When compared to the systematic review and meta-analysis published recently by Devaney et al.[11] the current review utilized data on an additional 33 studies and ~3,500 pregnancies (90 studies v 57 studies and 9,965 pregnancies v 6,541 pregnancies). Both reviews show test performance to be reliably high with the increase in data presented in the current review showing small increases in both sensitivity (96.6% compared with Devaney’s 95.4%) and specificity (98.9% compared with Devaney’s 98.6%).

One limitation of this study was our inability to properly evaluate the proportion of inconclusive or uncertain results, which we know to be problematic with this technique and may vary with gestational age [7, 104]. However, in the case of an inconclusive test result performed early in pregnancy, it would still be possible to retest at a later date. In addition, all literature-based reviews are at risk of publication bias due to the suppression of unwanted findings. We searched extensively for studies and contacted experts in the area, but cannot rule out the possibility that our sample of studies is not fully representative.

The main implications for this test in relation to the current clinical pathway would be that invasive testing can be avoided in the case of a diagnosed female fetus. If a female were to be incorrectly classified as male (false positive), there would be no change to the current clinical pathway. If a male fetus is incorrectly classified as a female (false negative), or if a fetus is unclassified after the first test, then invasive testing would be delayed potentially resulting in reduced quality of care.

Genetic testing of DNA extracted by amniocentesis or chorionic villus sampling is currently routine for prenatal testing. Both of these procedures take place later in pregnancy than would be required by a methods using cffDNA, and both carry a small but significant risk of miscarriage, something that cffDNA does not. The results of both this review and meta-analysis and the analysis by Devaney et al.[11] show that the diagnostic test of fetal sex determination using cffDNA is expected to be close to 100%, it can be done early in pregnancy, and that the test itself carries no risk of miscarriage suggesting that we should seriously consider adopting this test as the new gold standard first-line test for pregnancies at risk of an X-linked condition. The test has been successfully used from 7 weeks of gestation in some NHS laboratories in the UK since 2003 following audit results [104, 105], where it has already reduced the need for invasive diagnostic testing in high risk pregnancies.

Conclusions

Based on the updated data provided in this review and meta-analysis we conclude that fetal sex can be determined with a high level of accuracy by analyzing cffDNA after 5 weeks of gestation. It is hoped that use of this method for non-invasive prenatal diagnosis could also be extended for single gene disorders and although testing is being developed, it is not currently offered on any routine basis within Europe.
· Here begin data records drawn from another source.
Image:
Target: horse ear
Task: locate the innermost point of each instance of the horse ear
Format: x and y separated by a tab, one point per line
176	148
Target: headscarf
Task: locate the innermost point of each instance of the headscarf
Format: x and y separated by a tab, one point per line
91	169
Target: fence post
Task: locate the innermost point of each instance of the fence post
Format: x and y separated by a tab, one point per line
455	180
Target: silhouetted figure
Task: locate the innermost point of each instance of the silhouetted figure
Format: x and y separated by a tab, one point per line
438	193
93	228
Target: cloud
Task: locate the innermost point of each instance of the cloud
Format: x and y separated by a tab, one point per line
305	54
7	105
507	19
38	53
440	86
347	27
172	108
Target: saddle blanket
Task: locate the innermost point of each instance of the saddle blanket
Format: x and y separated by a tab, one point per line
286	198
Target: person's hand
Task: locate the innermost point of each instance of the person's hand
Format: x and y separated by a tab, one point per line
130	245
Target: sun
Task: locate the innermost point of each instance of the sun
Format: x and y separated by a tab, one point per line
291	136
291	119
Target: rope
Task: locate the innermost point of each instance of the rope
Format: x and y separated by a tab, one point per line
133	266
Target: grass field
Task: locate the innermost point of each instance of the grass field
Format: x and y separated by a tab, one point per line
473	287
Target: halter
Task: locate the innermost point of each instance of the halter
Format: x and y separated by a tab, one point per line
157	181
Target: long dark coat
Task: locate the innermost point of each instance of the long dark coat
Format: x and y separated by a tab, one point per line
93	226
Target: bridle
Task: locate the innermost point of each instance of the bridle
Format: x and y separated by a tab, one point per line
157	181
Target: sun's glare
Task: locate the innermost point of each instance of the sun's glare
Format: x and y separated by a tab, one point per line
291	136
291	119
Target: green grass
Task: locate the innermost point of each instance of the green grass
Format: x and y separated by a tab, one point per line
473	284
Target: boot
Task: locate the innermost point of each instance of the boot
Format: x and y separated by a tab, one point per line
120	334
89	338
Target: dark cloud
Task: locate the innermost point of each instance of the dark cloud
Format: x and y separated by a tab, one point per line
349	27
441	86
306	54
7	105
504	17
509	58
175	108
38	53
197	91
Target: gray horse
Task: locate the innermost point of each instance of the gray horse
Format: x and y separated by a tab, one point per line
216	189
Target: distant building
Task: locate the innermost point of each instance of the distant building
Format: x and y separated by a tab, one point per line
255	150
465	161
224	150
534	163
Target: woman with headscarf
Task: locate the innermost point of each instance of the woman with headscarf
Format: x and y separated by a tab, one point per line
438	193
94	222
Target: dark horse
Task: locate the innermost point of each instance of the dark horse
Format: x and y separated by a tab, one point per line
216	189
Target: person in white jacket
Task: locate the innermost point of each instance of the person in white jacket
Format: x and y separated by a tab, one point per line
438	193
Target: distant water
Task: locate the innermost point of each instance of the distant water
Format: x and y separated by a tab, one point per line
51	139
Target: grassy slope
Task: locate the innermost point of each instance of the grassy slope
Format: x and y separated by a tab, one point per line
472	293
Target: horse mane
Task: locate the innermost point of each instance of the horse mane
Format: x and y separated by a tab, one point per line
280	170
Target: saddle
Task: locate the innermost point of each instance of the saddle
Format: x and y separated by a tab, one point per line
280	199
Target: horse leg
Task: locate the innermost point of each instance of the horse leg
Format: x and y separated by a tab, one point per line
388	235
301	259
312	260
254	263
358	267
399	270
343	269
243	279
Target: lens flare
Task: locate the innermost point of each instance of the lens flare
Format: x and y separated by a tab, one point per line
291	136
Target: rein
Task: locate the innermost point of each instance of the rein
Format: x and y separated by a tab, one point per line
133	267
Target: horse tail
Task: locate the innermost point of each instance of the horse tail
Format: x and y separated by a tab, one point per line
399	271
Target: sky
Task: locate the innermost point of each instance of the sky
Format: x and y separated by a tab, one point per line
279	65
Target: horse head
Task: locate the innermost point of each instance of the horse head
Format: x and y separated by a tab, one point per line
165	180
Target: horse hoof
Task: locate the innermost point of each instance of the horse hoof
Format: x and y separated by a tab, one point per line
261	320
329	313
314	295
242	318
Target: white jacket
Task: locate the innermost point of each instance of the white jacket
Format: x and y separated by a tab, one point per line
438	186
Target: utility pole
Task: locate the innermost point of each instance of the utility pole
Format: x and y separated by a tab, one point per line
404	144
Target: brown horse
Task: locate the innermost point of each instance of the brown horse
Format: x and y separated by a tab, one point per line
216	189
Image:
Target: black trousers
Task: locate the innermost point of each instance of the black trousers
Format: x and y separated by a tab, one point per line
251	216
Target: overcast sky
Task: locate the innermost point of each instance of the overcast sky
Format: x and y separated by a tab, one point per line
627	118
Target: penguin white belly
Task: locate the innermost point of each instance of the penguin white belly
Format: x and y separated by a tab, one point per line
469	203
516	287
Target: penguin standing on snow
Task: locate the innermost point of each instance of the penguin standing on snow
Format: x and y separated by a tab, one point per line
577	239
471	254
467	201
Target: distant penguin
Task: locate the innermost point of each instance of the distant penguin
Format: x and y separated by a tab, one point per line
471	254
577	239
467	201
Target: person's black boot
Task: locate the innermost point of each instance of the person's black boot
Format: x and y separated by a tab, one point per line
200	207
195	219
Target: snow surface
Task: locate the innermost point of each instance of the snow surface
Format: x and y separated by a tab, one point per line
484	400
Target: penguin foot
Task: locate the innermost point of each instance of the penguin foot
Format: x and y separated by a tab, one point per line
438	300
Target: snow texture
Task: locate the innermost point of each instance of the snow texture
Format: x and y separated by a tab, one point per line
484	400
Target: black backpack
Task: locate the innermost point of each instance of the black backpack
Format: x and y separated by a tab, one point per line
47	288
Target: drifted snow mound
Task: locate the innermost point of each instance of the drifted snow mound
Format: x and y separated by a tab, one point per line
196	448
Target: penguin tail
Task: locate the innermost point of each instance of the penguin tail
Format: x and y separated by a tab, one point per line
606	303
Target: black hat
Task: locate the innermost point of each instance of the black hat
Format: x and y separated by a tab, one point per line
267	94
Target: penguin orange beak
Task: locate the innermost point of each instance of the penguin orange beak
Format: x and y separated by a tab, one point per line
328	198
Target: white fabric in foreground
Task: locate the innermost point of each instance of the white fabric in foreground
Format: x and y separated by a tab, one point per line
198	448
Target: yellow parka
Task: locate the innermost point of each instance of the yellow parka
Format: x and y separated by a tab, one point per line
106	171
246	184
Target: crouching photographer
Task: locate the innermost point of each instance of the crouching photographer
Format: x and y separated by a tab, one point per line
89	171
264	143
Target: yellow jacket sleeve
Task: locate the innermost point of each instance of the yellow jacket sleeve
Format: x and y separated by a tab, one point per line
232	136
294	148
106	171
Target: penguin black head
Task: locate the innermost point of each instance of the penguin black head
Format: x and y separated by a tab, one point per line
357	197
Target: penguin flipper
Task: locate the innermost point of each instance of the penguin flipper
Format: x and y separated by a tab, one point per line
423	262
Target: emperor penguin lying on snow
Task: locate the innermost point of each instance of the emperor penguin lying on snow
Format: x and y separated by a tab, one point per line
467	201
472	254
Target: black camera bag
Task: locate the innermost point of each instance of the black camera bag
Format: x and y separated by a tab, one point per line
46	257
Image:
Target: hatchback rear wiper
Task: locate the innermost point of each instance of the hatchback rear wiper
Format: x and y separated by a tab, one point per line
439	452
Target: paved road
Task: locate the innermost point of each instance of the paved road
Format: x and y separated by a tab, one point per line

Advances in genomic methodology and technology continue to make tremendous progress and these advances need faster and timelier translation into clinical practice in order to provide couples with greater reproductive choice. Further research is needed into the logistical requirements, the economic considerations (including a possible value of information analysis) and the ethical implications of offering an early non-invasive test for fetal sex [106].